Non-enzymatic electrochemical glucose sensor based on Pt2Pd1 alloy nanocrystals with high-index facets

Nanocrystals enclosed by high-index facets (HIFs) have drawn considerable attention due to their large number of low coordinate atoms, as well as their remarkable electrical properties and catalysis activity. In this article, a novel non-enzymatic electrochemical glucose sensor based on the Pt2Pd1 alloy nanocrystals (NCs) with HIFs was established. The mechanism of enhancing sensor performance was investigated by analyzing the composition and surface texture of Pt2Pd1 alloy NCs.
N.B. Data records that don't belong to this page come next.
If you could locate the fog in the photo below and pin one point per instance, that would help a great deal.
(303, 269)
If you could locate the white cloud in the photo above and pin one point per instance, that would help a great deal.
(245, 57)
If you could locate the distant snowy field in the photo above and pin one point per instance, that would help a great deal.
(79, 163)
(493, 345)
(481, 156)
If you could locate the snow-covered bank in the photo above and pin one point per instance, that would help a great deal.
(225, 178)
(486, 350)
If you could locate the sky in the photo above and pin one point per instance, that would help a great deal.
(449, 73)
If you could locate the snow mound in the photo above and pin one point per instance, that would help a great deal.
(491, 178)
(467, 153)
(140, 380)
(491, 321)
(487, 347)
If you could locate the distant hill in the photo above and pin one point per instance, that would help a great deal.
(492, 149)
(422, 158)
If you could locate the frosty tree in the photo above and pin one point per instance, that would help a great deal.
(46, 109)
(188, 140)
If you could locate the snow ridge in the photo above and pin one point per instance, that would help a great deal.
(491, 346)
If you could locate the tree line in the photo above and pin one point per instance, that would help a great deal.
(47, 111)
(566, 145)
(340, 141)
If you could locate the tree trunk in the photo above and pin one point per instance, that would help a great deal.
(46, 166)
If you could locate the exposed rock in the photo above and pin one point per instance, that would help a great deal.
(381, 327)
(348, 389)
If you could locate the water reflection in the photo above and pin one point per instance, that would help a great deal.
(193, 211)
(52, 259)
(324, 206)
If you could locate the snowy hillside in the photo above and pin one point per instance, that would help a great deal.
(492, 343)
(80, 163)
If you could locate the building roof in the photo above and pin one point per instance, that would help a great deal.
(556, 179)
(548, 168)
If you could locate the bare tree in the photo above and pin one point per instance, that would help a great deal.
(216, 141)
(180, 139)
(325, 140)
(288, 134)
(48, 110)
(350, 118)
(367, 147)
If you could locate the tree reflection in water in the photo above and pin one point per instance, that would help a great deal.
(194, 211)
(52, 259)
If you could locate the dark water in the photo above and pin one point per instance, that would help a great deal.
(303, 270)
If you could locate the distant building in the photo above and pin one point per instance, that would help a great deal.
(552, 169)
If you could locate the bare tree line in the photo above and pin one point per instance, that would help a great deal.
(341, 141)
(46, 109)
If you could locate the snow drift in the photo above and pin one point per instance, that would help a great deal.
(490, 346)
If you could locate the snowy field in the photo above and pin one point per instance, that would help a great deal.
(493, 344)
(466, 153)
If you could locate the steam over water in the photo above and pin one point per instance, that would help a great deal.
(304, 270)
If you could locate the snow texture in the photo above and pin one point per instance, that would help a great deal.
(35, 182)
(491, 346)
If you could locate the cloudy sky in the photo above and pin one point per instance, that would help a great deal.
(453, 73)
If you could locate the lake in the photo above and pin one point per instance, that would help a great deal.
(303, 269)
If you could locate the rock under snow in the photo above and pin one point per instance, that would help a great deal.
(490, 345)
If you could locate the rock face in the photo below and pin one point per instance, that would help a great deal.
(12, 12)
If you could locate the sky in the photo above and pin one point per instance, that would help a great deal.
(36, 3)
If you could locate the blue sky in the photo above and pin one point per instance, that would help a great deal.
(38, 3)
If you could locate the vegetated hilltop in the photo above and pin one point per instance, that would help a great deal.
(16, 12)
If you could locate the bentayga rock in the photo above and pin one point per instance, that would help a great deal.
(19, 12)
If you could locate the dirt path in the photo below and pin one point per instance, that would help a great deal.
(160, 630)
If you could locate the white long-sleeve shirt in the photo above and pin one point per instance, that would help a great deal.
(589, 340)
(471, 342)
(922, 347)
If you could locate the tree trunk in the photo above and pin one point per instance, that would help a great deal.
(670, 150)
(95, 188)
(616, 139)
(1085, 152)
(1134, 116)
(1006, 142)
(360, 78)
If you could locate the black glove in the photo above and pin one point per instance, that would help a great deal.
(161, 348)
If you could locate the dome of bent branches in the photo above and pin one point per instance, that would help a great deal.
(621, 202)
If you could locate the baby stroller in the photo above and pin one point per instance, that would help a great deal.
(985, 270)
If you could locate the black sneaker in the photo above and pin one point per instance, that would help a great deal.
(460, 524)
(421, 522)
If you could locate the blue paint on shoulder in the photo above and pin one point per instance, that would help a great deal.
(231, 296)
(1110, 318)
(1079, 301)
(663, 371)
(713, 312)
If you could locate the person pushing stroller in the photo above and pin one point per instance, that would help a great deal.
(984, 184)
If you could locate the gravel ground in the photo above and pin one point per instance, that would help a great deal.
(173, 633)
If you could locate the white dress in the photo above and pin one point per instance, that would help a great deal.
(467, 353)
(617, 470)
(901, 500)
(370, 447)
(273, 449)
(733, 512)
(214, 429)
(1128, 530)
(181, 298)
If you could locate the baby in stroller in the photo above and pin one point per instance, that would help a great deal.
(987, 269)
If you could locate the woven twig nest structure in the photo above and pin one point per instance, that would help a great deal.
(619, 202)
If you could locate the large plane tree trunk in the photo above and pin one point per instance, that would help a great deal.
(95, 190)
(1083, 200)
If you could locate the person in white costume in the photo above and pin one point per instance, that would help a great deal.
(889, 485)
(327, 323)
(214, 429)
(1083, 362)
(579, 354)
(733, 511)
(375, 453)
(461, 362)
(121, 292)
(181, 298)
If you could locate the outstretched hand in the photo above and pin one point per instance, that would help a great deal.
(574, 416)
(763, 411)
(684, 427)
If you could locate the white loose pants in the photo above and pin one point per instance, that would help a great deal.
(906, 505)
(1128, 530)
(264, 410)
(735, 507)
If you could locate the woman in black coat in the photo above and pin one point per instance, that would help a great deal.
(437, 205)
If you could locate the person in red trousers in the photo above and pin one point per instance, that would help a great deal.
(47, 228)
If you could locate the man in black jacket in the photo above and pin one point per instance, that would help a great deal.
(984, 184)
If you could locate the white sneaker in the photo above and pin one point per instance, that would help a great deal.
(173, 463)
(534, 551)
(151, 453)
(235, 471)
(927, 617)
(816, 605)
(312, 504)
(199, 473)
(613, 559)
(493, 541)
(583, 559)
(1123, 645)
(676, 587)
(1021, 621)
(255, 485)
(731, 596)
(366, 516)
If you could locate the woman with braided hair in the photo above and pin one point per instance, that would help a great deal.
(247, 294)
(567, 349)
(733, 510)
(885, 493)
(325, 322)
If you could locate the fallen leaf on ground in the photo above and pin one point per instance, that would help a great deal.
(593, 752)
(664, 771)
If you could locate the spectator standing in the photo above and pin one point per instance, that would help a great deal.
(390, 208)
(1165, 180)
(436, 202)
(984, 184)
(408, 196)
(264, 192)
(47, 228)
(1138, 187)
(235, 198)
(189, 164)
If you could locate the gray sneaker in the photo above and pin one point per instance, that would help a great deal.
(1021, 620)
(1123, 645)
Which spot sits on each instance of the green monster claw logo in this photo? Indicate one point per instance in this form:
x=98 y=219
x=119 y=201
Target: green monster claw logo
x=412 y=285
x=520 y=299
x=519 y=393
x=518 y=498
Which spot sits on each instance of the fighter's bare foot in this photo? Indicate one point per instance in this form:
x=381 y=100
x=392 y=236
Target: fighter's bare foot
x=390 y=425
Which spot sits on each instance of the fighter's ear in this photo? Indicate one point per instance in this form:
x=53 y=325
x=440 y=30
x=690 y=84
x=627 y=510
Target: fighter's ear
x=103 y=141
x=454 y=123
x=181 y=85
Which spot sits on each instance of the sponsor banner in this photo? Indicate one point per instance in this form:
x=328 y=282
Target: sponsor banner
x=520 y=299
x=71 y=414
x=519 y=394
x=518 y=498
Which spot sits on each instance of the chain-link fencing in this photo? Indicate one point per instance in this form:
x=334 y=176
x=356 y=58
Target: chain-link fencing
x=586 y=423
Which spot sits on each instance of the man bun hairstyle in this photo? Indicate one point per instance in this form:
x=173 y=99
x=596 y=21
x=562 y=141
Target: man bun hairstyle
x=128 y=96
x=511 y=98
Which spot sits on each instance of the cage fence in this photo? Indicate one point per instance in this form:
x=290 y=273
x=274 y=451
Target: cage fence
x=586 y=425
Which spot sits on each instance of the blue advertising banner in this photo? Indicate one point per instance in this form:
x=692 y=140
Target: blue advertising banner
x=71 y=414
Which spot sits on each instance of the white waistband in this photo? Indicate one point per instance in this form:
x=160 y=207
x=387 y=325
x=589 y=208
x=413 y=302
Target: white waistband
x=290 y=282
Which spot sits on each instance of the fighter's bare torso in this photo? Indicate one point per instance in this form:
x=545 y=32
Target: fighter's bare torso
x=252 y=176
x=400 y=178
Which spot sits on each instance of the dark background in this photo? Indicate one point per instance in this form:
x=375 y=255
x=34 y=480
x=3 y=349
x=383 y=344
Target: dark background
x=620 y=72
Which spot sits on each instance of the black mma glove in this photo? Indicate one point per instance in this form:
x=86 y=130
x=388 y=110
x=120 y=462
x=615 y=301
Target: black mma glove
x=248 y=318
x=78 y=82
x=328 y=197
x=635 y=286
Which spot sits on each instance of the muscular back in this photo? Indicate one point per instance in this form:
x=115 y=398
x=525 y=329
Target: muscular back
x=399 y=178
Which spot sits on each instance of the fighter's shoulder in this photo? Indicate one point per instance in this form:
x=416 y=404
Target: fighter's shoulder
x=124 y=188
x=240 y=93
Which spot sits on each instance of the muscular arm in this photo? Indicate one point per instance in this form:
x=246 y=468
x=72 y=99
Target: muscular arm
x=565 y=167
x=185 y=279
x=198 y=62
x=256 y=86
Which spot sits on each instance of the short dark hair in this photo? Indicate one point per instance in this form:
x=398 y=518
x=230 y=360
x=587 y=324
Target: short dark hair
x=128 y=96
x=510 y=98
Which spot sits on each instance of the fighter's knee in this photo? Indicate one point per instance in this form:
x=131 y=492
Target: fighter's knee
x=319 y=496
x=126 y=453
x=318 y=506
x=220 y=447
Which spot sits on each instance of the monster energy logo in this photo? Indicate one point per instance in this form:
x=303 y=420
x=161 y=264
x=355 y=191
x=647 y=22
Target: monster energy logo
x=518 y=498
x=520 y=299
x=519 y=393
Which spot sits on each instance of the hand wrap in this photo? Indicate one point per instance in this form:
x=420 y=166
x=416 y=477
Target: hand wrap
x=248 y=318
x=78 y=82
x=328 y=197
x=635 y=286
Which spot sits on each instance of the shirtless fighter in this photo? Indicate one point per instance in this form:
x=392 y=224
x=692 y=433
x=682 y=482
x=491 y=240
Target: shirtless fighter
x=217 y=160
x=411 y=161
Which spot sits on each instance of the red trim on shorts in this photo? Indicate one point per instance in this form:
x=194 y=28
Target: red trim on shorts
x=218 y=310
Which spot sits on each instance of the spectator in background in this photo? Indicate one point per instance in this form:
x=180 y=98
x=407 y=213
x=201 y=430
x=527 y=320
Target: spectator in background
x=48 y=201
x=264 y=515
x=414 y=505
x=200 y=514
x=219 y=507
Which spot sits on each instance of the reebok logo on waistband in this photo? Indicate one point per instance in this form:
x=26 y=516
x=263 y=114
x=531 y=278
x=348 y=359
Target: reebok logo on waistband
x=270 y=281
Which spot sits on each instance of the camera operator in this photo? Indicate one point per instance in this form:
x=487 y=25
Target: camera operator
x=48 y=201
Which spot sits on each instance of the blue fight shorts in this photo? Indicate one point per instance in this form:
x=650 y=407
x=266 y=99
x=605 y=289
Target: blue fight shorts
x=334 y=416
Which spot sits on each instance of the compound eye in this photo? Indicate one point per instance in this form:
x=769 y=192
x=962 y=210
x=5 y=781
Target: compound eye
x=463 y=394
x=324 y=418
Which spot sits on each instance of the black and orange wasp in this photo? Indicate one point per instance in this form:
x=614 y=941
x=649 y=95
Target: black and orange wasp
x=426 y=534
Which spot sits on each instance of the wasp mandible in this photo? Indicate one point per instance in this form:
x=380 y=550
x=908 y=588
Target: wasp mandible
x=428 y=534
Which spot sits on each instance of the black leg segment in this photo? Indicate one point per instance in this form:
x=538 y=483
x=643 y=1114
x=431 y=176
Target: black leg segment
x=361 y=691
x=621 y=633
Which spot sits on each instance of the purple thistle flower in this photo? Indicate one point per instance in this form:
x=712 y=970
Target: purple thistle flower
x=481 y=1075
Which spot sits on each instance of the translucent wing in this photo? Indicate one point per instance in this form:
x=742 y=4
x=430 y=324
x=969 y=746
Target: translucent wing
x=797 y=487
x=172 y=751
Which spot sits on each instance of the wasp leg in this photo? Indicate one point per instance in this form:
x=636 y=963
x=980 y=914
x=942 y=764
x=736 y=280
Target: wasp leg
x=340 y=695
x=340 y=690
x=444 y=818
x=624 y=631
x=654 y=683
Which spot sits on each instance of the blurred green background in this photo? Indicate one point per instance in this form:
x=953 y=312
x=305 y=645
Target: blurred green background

The results showed that as-synthesized Pt2Pd1 alloy NCs had a larger electrochemical active surface area (ECSA). In neutral media, all the test results demonstrated the non-enzymatic glucose sensor based on Pt2Pd1 alloy NCs showed a good linear range of 1 x 10-6 M to 4 x 10-2 M with a detection limit of 0.245 mu M/L (S/N = 3), good sensitivity of 31.3 mu A mM-1 cm-2 and fast response time (t < 3 s). Furthermore, the sensor also exhibited good stability, reproducibility, and excellent anti-interference performance toward ascorbic acid (AA), uric acid (UA), and fructose (Fru). The HIFs and synergistic effects between Pt and Pd were key factors for sensor performance enhancement. (c) 2022 Elsevier B.V. All rights reserved.

Automated summary

A non-enzymatic electrochemical glucose sensor based on Pt2Pd1 alloy nanocrystals with high-index facets (HIFs) was developed, exhibiting a good linear range, detection limit, sensitivity, and response time. The sensor also demonstrated excellent stability, reproducibility, and anti-interference performance towards ascorbic acid, uric acid, and fructose. The enhancement of sensor performance was attributed to the HIFs and synergistic effects between Pt and Pd.